Dino Ferrari, Toorak Rd 1976

Rennie Ellis: No Standing Only Dancing

26 November 2008

Reviewed by Robert McFarlane

Decent exposures from a gentle chronicler of society's excesses.
 
FOR much of his life Rennie Ellis (1940-2003) was seen as a court jester with a camera - turning up at the social arenas of the rich, famous and unknown in Melbourne and Sydney.

For 30 years he documented the excesses of his era, with public nudity unapologetically a favourite subject. But somehow such exposure seemed absurd, ironic and even poetic when Ellis discovered a seemingly hapless subject nude - in public.

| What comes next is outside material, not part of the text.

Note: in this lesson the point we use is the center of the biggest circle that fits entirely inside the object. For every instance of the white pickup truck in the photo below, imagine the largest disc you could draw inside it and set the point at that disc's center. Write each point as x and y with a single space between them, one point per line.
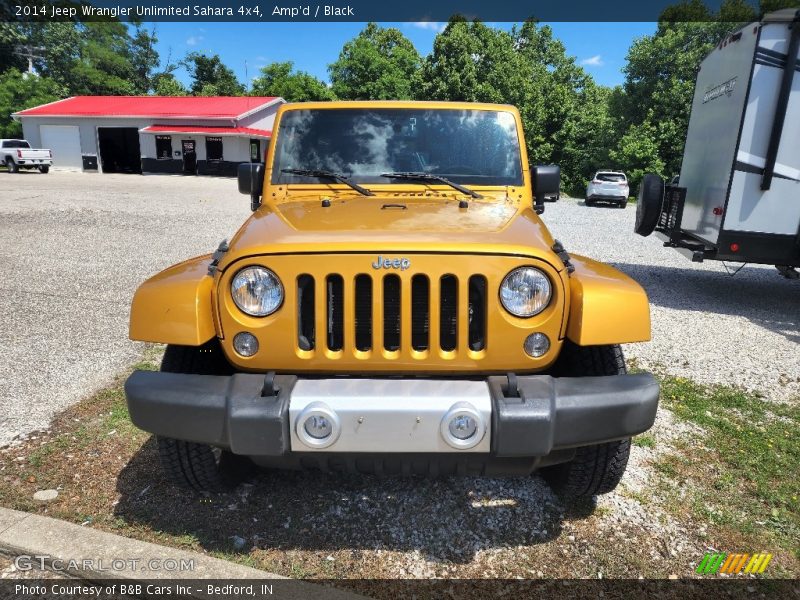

His was a gently satiric eye and, walking along the carefully sequenced pictures at Ellis's retrospective at the National Gallery of Victoria, you may wonder, in this post-Henson era, what all the fuss about nudity is about. And how much Australia has changed in 30 years.

One particular picture is telling. Ellis photographed a section of the crowd at a Calder Park pop festival in 1977. Most are women and oblivious to Ellis. Even the confident young woman clearly the focus of his attention remains dreamily absorbed by the event. Wearing only a crucifix, a necklace of silver stars and a leather bondage collar, the topless woman is barely given a glance by her fellow revellers.

Ellis also recorded the culture of sport in an era when money and huge audiences did not confer unwanted responsibilities as role models on athletes. With concise composition and wry humour, he photographed the prelude to the 1974 Australian rules grand final as Richmond hard man Robert McGhie sits on the MCG boundary, adjusting his shoes while dragging on a freshly lit cigarette.

I never had the chance to ask Ellis whether he regarded himself as a photojournalist. I suspect he would have shied away from anything that labelled his photography. One thing is clear: the gentle persistence of his vision still enriches us today.

There is another revealing picture in the catalogue that accompanies the show. Bob Bourne's 1974 portrait catches a joyful Ellis, all long flowing hair and moustache, raising his battered black Pentax SLR. The lightness with which he holds his camera is palpable.

Ellis would transfer that delicate touch to almost every photograph - from a young woman revealing almost all as she propels herself downwards into a Ferrari in Toorak in 1976 - to an impossibly well groomed Andrew Peacock lunching with his then wife Susan in 1969.

Ellis may not have considered himself a photojournalist but his extensive archive offers intimate access to an Australia tantalisingly now just out of reach.